Le Québec, potentielle « batterie verte » de l’Amérique du Nord, gagnerait à alimenter en hydroélectricité ses voisins qui carburent au gaz ou au charbon. Toutefois, avec ses surplus d’électricité qui fondent comme neige au soleil, comment y arriver ?

« Lorsque le coût de quelque chose est maintenu artificiellement bas, les gens ont tendance à le gaspiller », souligne Francisco Toro, le fondateur de l’organisme Vive la ruelle. Ce résident de Montréal, qui se passionne pour la transition écologique, soumet ainsi l’idée de mettre fin à la « subvention implicite des tarifs d’électricité ».
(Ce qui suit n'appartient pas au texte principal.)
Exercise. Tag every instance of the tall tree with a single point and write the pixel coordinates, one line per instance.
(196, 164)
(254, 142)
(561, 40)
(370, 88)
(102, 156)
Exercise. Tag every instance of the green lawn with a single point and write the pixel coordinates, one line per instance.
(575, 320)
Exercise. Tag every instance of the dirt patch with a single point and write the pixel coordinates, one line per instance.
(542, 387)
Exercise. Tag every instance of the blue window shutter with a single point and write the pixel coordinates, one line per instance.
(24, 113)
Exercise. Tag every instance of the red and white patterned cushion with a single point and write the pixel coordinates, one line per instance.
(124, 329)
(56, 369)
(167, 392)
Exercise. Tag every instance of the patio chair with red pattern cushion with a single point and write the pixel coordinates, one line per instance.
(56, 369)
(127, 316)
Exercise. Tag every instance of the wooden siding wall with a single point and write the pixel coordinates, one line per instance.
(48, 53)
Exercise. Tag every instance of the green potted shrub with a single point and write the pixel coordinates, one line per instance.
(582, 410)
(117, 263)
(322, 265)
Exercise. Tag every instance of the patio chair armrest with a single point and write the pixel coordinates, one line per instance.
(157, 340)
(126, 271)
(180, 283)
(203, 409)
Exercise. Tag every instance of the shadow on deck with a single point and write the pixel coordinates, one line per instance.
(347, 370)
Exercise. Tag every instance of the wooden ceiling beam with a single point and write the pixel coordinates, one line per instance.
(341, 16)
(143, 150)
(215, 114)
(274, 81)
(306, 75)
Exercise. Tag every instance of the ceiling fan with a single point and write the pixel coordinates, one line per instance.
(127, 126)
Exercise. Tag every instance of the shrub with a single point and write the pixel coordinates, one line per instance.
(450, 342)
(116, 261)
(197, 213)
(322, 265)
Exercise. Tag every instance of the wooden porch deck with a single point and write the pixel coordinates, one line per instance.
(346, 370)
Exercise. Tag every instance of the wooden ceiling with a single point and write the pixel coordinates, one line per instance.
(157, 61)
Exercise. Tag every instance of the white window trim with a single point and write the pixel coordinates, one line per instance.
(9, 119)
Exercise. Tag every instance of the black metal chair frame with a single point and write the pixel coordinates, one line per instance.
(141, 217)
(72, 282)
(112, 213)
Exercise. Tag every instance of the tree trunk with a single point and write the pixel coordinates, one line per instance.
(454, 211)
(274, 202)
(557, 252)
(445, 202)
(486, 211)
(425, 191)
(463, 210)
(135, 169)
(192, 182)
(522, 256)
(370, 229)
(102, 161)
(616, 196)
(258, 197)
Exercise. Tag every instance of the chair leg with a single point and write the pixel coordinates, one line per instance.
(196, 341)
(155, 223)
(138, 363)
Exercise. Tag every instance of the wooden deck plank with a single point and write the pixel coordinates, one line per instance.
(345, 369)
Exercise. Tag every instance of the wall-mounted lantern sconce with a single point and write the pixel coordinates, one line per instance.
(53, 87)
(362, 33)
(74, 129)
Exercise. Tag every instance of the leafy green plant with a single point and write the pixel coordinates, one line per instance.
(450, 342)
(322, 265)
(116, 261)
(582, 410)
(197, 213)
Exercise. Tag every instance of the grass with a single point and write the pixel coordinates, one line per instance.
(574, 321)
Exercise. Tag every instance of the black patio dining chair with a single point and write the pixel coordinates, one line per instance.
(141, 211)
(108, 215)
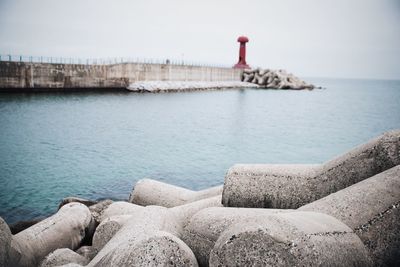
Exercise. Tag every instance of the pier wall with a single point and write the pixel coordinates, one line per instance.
(25, 75)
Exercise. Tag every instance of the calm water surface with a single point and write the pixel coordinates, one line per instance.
(97, 145)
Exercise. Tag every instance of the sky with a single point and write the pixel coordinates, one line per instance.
(310, 38)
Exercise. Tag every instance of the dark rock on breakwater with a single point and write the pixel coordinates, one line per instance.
(277, 79)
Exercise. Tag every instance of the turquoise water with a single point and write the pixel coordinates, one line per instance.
(97, 145)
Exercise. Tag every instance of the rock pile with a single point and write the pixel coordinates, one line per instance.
(278, 79)
(341, 213)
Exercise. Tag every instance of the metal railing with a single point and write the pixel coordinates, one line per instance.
(106, 61)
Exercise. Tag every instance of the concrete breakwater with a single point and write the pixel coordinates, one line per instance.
(178, 86)
(277, 79)
(47, 77)
(355, 222)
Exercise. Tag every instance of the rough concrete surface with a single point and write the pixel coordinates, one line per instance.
(292, 186)
(151, 192)
(87, 251)
(119, 208)
(181, 86)
(107, 229)
(65, 229)
(371, 209)
(63, 256)
(52, 77)
(5, 242)
(204, 228)
(290, 239)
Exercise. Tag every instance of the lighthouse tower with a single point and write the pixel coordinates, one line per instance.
(242, 53)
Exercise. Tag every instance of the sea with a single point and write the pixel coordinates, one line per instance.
(97, 145)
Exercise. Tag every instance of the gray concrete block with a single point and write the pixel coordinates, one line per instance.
(119, 208)
(107, 229)
(63, 256)
(84, 201)
(65, 229)
(292, 186)
(87, 251)
(204, 228)
(372, 209)
(156, 249)
(150, 192)
(5, 242)
(149, 231)
(290, 239)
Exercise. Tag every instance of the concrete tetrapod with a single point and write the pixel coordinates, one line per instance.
(5, 242)
(151, 237)
(65, 229)
(150, 192)
(372, 209)
(63, 256)
(290, 239)
(292, 186)
(205, 227)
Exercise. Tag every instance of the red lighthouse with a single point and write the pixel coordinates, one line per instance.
(242, 53)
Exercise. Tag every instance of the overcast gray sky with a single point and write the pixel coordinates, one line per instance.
(332, 38)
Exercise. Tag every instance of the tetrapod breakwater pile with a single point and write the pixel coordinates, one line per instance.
(276, 79)
(344, 212)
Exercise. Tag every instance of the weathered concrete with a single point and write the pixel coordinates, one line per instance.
(46, 76)
(372, 209)
(22, 225)
(87, 251)
(5, 243)
(119, 208)
(107, 229)
(292, 186)
(65, 229)
(204, 228)
(98, 209)
(84, 201)
(151, 234)
(148, 224)
(290, 239)
(183, 86)
(151, 192)
(63, 256)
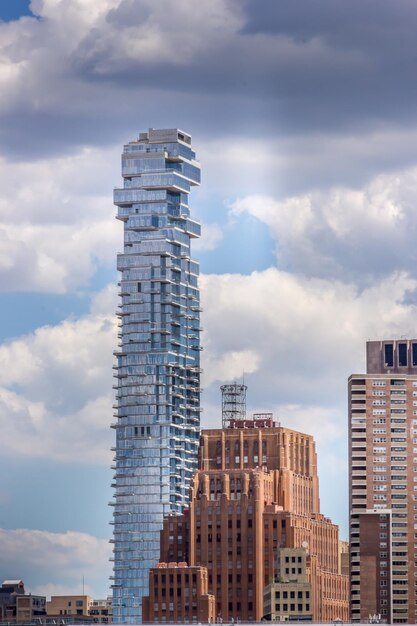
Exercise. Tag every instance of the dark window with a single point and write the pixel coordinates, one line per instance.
(414, 353)
(389, 355)
(402, 354)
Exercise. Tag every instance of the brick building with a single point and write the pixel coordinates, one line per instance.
(383, 483)
(256, 491)
(178, 593)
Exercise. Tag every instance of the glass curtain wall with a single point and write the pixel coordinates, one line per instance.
(158, 361)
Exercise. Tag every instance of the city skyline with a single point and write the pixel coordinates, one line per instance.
(304, 119)
(157, 414)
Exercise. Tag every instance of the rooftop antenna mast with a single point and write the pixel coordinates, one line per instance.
(233, 403)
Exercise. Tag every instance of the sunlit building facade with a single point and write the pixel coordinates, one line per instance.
(383, 484)
(158, 360)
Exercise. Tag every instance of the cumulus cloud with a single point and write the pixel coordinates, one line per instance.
(302, 336)
(41, 557)
(211, 236)
(56, 221)
(227, 68)
(343, 232)
(56, 388)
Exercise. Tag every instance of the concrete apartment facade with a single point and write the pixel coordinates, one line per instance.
(255, 493)
(383, 484)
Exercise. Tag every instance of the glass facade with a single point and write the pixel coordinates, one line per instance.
(158, 361)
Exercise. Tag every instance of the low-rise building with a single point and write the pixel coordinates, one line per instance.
(178, 594)
(289, 597)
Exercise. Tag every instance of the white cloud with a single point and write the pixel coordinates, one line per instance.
(57, 221)
(212, 234)
(56, 388)
(303, 336)
(41, 558)
(344, 232)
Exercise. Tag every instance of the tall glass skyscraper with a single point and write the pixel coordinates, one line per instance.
(158, 360)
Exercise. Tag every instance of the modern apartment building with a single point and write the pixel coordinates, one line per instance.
(158, 360)
(255, 493)
(383, 484)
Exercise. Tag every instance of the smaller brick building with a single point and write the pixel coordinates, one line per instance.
(178, 593)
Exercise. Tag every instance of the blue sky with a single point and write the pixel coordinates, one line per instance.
(303, 116)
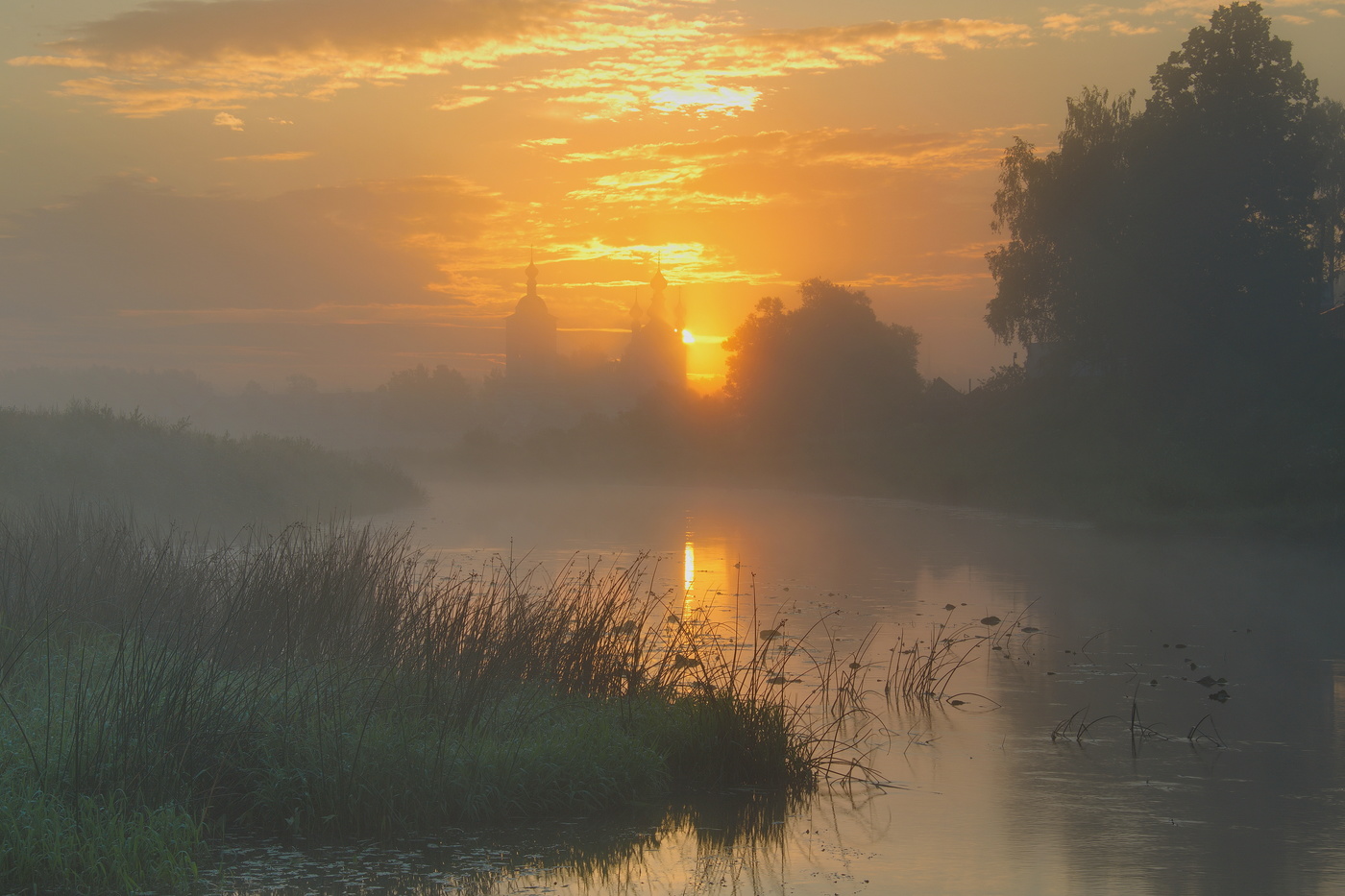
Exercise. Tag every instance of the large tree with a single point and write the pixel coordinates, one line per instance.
(826, 372)
(1184, 241)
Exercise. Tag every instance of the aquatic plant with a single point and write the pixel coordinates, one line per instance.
(335, 680)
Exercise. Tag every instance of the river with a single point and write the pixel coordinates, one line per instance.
(971, 795)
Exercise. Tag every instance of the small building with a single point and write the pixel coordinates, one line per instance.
(656, 354)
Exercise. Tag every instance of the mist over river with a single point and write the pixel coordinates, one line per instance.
(1153, 784)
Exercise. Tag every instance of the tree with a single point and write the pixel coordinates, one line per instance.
(827, 370)
(1186, 238)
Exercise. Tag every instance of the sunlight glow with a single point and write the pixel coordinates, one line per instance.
(689, 572)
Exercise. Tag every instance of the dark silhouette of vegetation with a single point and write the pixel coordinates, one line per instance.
(172, 472)
(155, 690)
(820, 376)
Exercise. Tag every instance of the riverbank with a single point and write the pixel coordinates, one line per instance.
(171, 472)
(160, 693)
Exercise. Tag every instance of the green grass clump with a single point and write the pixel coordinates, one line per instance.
(93, 844)
(331, 680)
(172, 472)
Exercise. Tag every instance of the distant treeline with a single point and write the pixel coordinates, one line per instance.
(172, 472)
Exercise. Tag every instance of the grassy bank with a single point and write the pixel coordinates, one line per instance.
(158, 693)
(171, 472)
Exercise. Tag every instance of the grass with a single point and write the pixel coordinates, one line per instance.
(158, 691)
(170, 472)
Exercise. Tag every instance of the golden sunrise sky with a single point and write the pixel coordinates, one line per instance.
(253, 188)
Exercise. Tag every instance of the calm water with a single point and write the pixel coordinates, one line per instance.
(972, 798)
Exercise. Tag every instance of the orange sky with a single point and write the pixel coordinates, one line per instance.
(253, 188)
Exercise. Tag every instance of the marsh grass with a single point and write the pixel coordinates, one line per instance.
(332, 680)
(174, 472)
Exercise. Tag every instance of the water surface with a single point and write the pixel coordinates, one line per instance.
(975, 798)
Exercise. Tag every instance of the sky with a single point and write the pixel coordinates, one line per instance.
(342, 188)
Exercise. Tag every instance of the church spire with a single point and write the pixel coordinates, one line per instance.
(658, 284)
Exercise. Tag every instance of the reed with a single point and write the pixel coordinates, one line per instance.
(335, 680)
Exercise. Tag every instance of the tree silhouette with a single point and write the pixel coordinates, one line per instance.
(824, 373)
(1186, 244)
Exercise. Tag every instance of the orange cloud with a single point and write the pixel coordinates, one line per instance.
(272, 157)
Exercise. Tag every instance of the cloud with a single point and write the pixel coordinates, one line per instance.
(615, 57)
(459, 103)
(1149, 17)
(183, 34)
(829, 47)
(185, 54)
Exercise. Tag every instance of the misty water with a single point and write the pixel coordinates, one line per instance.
(974, 798)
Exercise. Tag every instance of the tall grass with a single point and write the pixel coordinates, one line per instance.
(333, 680)
(171, 472)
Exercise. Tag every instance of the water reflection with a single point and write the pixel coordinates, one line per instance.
(975, 798)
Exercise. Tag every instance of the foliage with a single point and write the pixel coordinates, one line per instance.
(827, 370)
(1184, 244)
(175, 472)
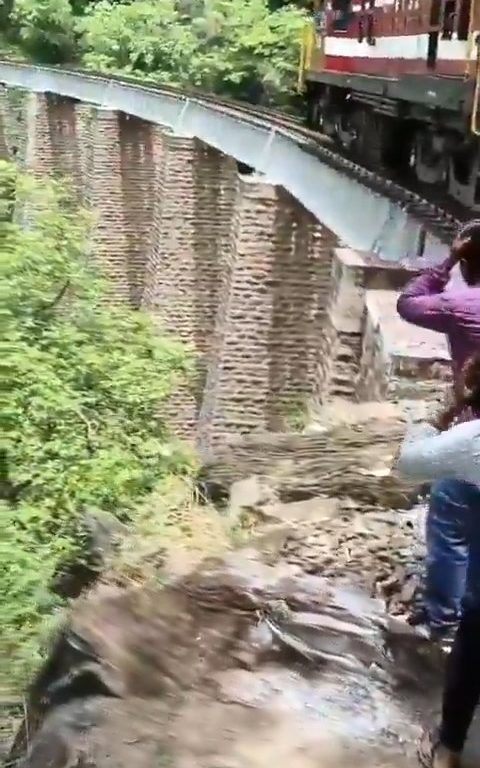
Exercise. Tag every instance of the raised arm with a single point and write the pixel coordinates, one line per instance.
(423, 302)
(427, 454)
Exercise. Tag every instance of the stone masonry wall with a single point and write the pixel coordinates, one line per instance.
(274, 289)
(275, 313)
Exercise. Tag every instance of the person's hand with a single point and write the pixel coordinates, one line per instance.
(459, 246)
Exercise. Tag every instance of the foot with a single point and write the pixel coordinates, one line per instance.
(432, 754)
(441, 636)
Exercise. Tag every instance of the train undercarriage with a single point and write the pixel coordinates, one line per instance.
(385, 134)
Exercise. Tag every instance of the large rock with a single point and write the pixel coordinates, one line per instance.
(236, 664)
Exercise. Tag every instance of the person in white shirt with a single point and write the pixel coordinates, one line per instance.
(448, 449)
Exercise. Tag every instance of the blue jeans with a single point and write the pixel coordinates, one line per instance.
(453, 551)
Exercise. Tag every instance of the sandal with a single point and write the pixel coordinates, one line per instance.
(427, 751)
(427, 747)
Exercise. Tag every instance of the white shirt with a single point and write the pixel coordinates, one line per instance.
(427, 454)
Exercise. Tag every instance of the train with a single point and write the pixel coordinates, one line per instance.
(397, 83)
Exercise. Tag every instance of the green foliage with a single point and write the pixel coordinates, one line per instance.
(46, 28)
(240, 48)
(82, 390)
(236, 48)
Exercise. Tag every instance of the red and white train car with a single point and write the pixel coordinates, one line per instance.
(398, 81)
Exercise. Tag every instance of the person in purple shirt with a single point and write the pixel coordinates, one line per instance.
(456, 313)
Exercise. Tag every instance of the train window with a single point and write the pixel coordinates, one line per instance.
(342, 12)
(464, 20)
(371, 24)
(449, 18)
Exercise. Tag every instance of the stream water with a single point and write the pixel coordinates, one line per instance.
(237, 665)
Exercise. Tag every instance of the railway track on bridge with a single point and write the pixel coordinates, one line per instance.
(439, 215)
(436, 213)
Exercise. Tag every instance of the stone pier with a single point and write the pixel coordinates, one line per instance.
(277, 314)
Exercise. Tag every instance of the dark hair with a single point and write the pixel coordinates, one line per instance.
(469, 400)
(470, 230)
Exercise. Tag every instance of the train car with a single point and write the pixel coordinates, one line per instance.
(398, 83)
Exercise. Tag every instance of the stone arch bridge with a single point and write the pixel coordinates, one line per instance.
(250, 269)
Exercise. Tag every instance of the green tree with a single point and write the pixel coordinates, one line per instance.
(46, 29)
(229, 47)
(81, 405)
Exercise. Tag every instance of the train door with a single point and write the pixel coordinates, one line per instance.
(436, 12)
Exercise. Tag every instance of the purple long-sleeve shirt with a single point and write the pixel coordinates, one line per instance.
(455, 312)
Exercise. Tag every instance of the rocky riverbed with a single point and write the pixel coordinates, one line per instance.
(290, 649)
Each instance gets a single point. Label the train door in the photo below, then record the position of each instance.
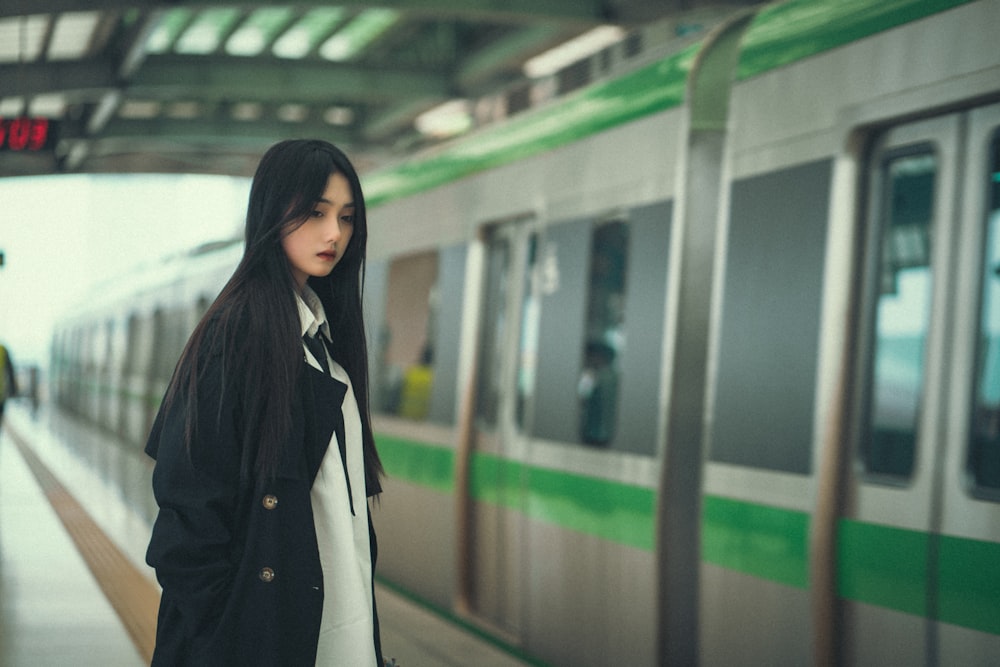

Augmenter considérablement les prix de l’électricité rendrait rentables certaines mesures d’efficacité énergétique. Par exemple, les thermopompes électriques sont trois ou quatre fois plus efficaces que les calorifères électriques. Ces appareils coûtent cependant cher à l’achat. Une augmentation des tarifs pousserait les consommateurs à s’en équiper, ce qui libérerait de précieux kilowattheures.

En bout de piste, les clients ne débourseraient pas plus s’ils arrivent à réduire leur consommation de la même hauteur que la hausse des tarifs. De plus, grâce aux nouveaux profits engrangés par Hydro-Québec, le gouvernement pourrait épauler les ménages les moins nantis.

Établir la taxe foncière selon la valeur des terrains

 

« Les villes qui grandissent rapidement peuvent éviter des émissions futures en regroupant les emplois et l’hébergement, de manière à créer un aménagement urbain compact. » — GIEC

Créer des villes compactes. Le débat sur la densification fait rage au Québec. Toutefois, au-delà des bonnes intentions, quels changements structurels devrait-on mettre en place pour concrétiser cette transformation urbanistique ? Une avenue possible serait de réformer l’impôt foncier.

À l’heure actuelle, la Loi sur la fiscalité municipale du Québec édicte que les taxes municipales sont déterminées à partir de la valeur des propriétés. Toutefois, cela encourage les municipalités à favoriser un infini développement du territoire, ce qui rend plus difficile le développement des transports actif et collectif dans ces quartiers.

Francisco Toro, de l’organisme Vive la ruelle, évoque l’idée de calculer l’impôt foncier à partir de la valeur des terrains (et donc d’exclure la valeur des bâtiments). Les terrains accueillant des logements multiples profiteraient donc de taxes municipales réduites par rapport à une maison unifamiliale occupant le même espace.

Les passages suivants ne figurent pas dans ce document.